The stakes in this book are also crazy high, and Hines surprised me by not backing down on any of them and not taking the easy way out. The book was fun, yes, but also unexpected, which is always an accomplishment when your readers are so well-versed in the types of stories you want to tell. I thought I had this series (and Hines as an author) pegged, but I was wrong.
Probably the most notable thing about this book and its plot is that what happens in it is going to have far-reaching consequences for the remaining book (books plural if DAW contracts more in the series from him, which I gather is an actual possibility from some comments he’s made on his blog). This book changed the world of the series permanently in a huge, huge way, and the possibilities of how the books will allow us to play in that world as readers are practically endless. I hope I’m not setting myself up for disappointment by saying that.
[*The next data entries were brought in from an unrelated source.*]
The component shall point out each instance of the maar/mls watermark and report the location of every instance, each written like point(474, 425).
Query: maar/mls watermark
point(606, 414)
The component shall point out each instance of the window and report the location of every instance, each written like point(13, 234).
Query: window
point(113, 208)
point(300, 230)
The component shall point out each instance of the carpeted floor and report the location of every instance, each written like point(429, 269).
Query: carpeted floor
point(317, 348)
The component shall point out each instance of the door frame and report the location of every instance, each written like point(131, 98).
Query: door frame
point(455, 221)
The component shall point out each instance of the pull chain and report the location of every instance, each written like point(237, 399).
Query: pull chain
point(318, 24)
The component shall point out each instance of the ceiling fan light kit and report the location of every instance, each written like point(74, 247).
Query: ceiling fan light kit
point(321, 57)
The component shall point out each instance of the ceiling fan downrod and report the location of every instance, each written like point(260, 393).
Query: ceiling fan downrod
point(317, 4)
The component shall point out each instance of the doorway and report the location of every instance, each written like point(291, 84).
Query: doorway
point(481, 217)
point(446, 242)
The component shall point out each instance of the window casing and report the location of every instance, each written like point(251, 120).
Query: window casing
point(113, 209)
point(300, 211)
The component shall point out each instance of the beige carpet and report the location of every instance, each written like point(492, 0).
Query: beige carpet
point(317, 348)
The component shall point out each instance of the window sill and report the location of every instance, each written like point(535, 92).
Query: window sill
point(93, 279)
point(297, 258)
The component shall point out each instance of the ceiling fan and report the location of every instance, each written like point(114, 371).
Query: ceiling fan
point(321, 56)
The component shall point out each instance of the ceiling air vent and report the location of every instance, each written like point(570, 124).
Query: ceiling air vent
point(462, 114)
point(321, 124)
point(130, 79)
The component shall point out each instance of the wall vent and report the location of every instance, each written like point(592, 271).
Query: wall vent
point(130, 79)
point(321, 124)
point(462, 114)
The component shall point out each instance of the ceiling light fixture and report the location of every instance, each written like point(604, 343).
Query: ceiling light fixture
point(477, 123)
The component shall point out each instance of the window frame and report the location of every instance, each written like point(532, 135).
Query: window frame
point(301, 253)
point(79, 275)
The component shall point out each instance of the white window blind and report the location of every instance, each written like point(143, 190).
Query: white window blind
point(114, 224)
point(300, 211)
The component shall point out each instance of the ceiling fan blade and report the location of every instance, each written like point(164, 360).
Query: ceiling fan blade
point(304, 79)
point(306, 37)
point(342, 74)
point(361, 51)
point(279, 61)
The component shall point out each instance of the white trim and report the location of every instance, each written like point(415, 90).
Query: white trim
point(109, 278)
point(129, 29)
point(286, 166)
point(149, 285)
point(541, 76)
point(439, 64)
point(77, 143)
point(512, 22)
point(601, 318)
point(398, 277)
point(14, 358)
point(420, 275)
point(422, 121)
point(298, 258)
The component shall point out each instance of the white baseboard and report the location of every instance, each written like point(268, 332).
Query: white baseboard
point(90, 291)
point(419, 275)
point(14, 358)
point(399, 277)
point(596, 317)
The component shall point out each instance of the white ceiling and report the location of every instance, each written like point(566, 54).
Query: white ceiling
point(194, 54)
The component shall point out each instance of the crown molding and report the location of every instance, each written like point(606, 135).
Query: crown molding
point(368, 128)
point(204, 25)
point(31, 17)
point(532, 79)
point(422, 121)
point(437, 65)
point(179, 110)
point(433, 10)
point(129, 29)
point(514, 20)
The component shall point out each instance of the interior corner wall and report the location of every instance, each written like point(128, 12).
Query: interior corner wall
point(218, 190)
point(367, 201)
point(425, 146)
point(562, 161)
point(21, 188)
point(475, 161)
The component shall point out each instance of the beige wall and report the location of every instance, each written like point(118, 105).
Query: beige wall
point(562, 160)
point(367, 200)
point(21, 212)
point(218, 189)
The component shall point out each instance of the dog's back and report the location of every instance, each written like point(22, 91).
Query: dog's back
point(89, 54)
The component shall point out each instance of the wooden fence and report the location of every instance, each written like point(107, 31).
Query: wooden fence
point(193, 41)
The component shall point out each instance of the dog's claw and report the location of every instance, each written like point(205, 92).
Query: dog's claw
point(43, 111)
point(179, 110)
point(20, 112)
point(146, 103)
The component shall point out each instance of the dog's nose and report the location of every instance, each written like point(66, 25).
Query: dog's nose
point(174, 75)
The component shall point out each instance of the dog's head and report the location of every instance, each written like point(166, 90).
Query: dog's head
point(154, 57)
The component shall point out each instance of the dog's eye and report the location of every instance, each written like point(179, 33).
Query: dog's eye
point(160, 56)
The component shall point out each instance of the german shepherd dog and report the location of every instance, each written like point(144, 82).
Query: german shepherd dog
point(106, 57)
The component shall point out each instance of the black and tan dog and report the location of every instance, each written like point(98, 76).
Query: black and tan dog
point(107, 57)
(Literally my only complaint about this book was that the editor and copy-editors didn’t catch the all but one instances of ‘yeah’ being spelled ‘yah.’ It about drove me up the wall every time I saw it, and completely pulled me out of the story. Since I was really enjoying myself while reading, this was an especially egregious crime. I hope they fix that in future printings, and never again will I have to see that awful non-word in a professionally printed context ever again. Shudder.)